Even when looking at specific subgroups, he explained, including those with chronic pain or cancer, mental health disorders are still strongly correlated with opioid use.
“We still see that Americans with mental health disorders had a higher use,” Davis said.
The study looked at a sample of adults taken from the Agency for Healthcare Research and Quality’s 2011 and 2013 Medical Expenditure Panel Surveys, a survey of the non institutionalized U.S. population.
The researchers examined the relationship between anxiety and depression, the two most common mental health disorders and prescription opioid use as defined by receiving at least two prescriptions in a calendar year.
They found that of the 38.6 million Americans who have mental health disorders, nearly 19 percent of them use prescription opioids. And, as stated above, more than half of all total prescriptions in the U.S. go to this group.
The study, while informative, leaves many questions unanswered. How many of these people, for instance, go on to become addicted to the medication or leave prescription medication in favor of illegal substances? How many actually take all the medication they are prescribed? The correlation between the two is also difficult to tease out from these results.

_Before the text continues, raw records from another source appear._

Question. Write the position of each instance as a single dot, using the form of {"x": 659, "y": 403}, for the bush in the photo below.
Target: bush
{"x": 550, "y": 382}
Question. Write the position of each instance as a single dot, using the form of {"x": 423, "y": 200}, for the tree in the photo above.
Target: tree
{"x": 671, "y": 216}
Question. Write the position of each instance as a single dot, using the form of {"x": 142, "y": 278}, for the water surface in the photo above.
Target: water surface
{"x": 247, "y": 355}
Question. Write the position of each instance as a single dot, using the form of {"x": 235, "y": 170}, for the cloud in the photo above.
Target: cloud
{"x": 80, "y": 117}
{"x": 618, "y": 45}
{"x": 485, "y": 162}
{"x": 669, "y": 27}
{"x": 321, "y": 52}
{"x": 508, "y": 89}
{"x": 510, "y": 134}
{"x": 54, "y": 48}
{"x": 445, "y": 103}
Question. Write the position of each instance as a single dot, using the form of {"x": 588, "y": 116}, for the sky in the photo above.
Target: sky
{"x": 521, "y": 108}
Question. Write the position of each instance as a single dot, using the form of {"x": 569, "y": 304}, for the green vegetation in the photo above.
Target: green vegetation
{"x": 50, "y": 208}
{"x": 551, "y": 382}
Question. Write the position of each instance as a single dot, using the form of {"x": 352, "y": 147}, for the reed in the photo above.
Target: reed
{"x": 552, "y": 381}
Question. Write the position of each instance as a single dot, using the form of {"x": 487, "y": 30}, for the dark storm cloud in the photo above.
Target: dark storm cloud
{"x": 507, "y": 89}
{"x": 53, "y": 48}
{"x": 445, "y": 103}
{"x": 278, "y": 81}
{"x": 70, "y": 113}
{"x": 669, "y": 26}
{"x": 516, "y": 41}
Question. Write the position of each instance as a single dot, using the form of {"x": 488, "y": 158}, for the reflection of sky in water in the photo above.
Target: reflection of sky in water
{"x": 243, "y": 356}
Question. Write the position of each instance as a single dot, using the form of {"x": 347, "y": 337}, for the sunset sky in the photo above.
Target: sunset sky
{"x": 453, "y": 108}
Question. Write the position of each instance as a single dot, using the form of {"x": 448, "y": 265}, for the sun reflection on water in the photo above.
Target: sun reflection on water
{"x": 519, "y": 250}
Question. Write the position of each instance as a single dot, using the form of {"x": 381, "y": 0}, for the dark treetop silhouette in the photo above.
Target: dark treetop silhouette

Future studies may need to first identify people with mental health disorders and then track them over time to see rates of opioid use to better understand the correlation.
“More work needs to be done to understand the interaction between mental health and pain,” Davis said. “There are a number of teams around the country looking at the relationships between mental health and pain and opioid use now and over time we hope to understand more about what comes first.”
The biggest questions, Davis admits, are not answered by this one study but that does not lessen the impact of the work.
“From our perspective,” he said, “we have to start somewhere with reducing the nation’s dependency on prescription opioids. It is important for providers who take care of these people to be aware of the risks. Our study suggests that the population of Americans with mental health disorders is a good place to begin.”